After I was diagnosed with PP, Periodic Paralysis, there were a lot of times where I didn’t know where to look for support. I still struggle to reach out and talk to people when I know that I need help or emotional support. I figured it would be helpful to list some sources of support that may be helpful to other people with PP or chronic illness in general. I hope this is helpful for someone.
I think that it’s really important to have people that have the same or similar experiences as you do to talk to, it can help you to feel less alone. Especially with rare genetic conditions such as PP. Support groups, online or offline, offer a way for you to reach out to other people and find support. They often have a lot of useful information and resources as well. Even if you don’t have PP, there is a group out there that is specific to your chronic illness or other medical condition.
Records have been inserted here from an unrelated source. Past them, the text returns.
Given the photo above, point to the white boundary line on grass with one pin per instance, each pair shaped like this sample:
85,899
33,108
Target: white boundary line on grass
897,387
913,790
Facebook is a good place to look online because they have groups for just about everything. If you want just general support or more specific support related to your health, both kinds are there. There are tons of groups on Facebook, it may be worth a try. Here is one group specifically for HypoPP, if I find any other sites or forums I will update here: https://www.facebook.com/groups/HKPPNetwork/
Chronic illness is hard not only on our bodies, but our minds as well. It is devastating to go from feeling completely normal one day and suddenly being diagnosed with a rare condition the next. Your whole life changes in an instance and it is very difficult to accept. I’ve struggled with acceptance and it has made me become very worried about what people think. Because those looking from the outside cannot physically see chronic illnesses, people become doubtful and misjudge you based off of that. Judging you as lazy or playing the victim or whatever other negative label.
It becomes even more difficult when you have doctors who misdiagnose or deny because they are too prideful to just say that they don’t know. I remember spending a couple years bouncing around from doctor to doctor and having them imply that it was simply all in my head. Needless to say, it can make you feel a little crazy.
A lot of the time we don’t even realize that there are some things that have been weighing us down. Even if you don’t have anxiety or depression, it’s helpful to have someone who can help you work through all of these emotions and experiences. If you are a college student you can sign up at your university’s psychological services center. Just call and schedule an appointment or walk-in, it’s included with tuition and other fees so you may as well use it.
It helps to have a good doctor that you vibe with, who takes your concerns seriously, and you don’t have to fight with to give you the treatment you need. You deserve better than that. And I know, this is a really difficult process and it’s exhausting. Not to mention expensive if you don’t have coverage. All I’m saying is don’t settle for a bad doctor if you could still find a better one. It matters to have support from your doctor.
Support in Friendship
Find a good friend or couple of friends that you can talk to, even if it’s not about health related stuff. And it doesn’t have to be in person either, a lot of my closest friends are internet friends that I haven’t met in person but they supportive af.
Have Someone Close-by
Find someone nearby who you can invite over to help you or just be there when you don’t feel well. Just one person that you can reach out to if you want or need someone nearby. It helps a lot to have someone to just sit and watch TV with even though you aren’t talking or doing anything. Having that kind of relationship with friend or family member is really calming for me because I don’t have to worry about the expectation of entertaining, talking, or doing much of anything if I don’t feel like it. Another option is to hire someone who can come by and help you out on days that you cannot do things yourself or just need company.